Tracking your stats like this helps you determine how effective your trading methodology is and where it can improve. There are three ways to improve your bottom line.
1. Be right more often: In other words, increase your win rate by either being more selective, or improving your trading plan.
2. Bet bigger: If you have a methodology that is working well, then increasing your bet with a positive expectancy will increase your bottom line.
3. Improve on efficiency (Risk/Reward): This can be simply stated as letting your winners run longer and cutting losers short more efficiently.

I am resolving to fix my consecutive loss issue first which would fall under category one. I have a tendency to get frustrated when I lose a couple trades and then take subpar setups in order to "make back my loss". So when I miss a few trades in a row, I need to be more selective and reduce my R size. I had a better month as a percentage of my account, then I did R wise, and that is attributed to betting larger R's on long positions when the Nasdaq was rallying off support. I reduced R on short positions or when markets were extended to limit risk when I was unsure of market direction.
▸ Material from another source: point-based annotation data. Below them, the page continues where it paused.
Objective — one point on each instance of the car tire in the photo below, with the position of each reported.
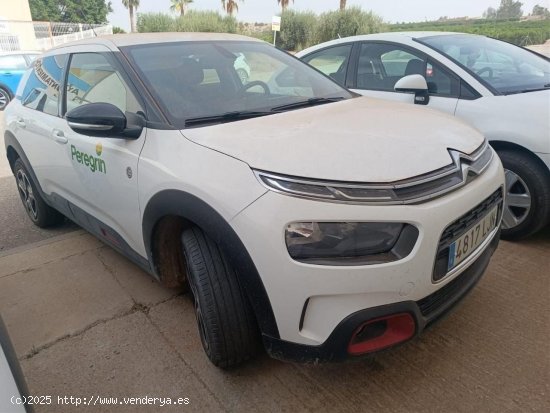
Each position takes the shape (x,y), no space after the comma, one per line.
(5,98)
(226,322)
(243,76)
(40,213)
(527,195)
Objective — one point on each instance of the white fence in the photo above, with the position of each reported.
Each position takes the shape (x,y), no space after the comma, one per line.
(18,35)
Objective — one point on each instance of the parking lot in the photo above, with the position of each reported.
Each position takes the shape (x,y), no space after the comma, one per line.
(87,323)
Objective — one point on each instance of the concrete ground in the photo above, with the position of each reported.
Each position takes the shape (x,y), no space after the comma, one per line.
(86,322)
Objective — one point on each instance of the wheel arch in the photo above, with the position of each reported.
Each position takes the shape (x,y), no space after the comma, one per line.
(7,89)
(173,208)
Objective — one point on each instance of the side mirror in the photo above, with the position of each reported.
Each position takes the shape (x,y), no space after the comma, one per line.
(414,84)
(104,120)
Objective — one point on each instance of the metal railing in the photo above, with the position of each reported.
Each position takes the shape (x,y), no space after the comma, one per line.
(25,35)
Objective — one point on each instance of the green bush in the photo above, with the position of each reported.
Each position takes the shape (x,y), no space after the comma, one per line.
(349,22)
(193,21)
(297,30)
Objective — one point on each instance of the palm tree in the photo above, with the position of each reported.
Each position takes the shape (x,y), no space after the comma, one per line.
(284,3)
(131,5)
(180,6)
(230,6)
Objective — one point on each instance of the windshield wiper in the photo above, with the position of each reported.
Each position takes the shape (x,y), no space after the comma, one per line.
(306,103)
(225,117)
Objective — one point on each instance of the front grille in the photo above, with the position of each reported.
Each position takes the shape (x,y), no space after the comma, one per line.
(460,227)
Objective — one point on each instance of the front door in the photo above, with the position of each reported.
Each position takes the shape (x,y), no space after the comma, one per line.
(381,65)
(103,187)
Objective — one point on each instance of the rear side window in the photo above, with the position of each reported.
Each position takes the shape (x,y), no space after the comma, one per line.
(13,62)
(42,90)
(93,79)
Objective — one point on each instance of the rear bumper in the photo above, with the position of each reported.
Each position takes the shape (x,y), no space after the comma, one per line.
(424,312)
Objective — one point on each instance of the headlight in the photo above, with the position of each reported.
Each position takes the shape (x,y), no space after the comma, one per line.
(349,243)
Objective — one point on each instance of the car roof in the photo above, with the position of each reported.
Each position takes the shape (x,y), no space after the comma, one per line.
(389,36)
(121,40)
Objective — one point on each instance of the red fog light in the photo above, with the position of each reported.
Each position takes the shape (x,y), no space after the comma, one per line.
(381,332)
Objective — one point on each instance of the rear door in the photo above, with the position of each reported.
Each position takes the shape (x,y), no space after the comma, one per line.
(379,65)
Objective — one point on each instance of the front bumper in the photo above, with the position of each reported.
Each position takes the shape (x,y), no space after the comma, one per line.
(425,312)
This skews my R statistics because R is not a fixed value, but I still feel there is value to tracking R.

The second component of my journal is a chart review. I keep a chart for every trade I make so that I can review my entry and exit. Here is a post on some trades I made and my review of them.

I would like to plug Dave and Richard at Stock Tickr as well. Here is how they describe what Stock Tickr is: "StockTickr is a free portfolio tracker with an important twist: all watchlists are shared among all users! There are hundreds of users sharing their watchlists right now via StockTickr."

They have been constantly improving the product by implementing several changes recently, such as enhanced reports and changes to the trading journal. There are reports tracking how you perform per day of the week, monthly performance, and performance by tag. They have also implemented scaling in to positions and will soon be implementing the scaling out portion as well. They have also been open to suggestions from users in an effort to keep improving the product. While there are many ways of keeping a journal, I highly recommend the journal portion of stocktickr's service.

Hopefully I haven't rambled too much, but the key point I'm driving at here is that keeping a journal has been one of the most helpful things to my trading.

Good Luck,



  1. Hunting R // 5:16 PM  

    I was looking over your report that StockTickr put out on your trades last month. On there you have a loss of -4R. I my world of trading I do everything not to ever let a loss get pass the 1R level - that the whole point of R. Was this loss due to holding a swing trade through earnings, or was it on a day trade and if so what happened?
    Thanks - HuntingR

  2. Anonymous // 1:26 PM  

    Watch for a possible next version that combines Stocktickr and Trade-Ideas. Gee, who would want to leak something like that?

  3. Anonymous // 10:11 PM  

    I am also wondering how one gets below -1R. The R value has no meaning if you are not willing to respect its dollar value.

  4. Eyal // 12:44 AM  

    One possibility for having more than 1R loss is order entry mistake, for example in quantity or stop loss price. Happened to me before, I recorded that trade as -2R.

  5. downtowntrader // 8:46 AM  

    There are several ways to get below -1R. Some are due to discipline problems and some are just bad luck. For instance, you can have a position gap against you (especially as a swing trader vs day trader). You can also incur excessive slippage in thin stocks which has happened to me several times. As far as discipline issues, if you pull a stop, or add to your position and therefore increase your risk to unacceptable level are possible causes. Hope this helps,


  6. Scotchie // 2:29 AM  

    Well I always think Keeping a trading journal is time consuming initially, but once you get into it, it becomes very easy and second nature.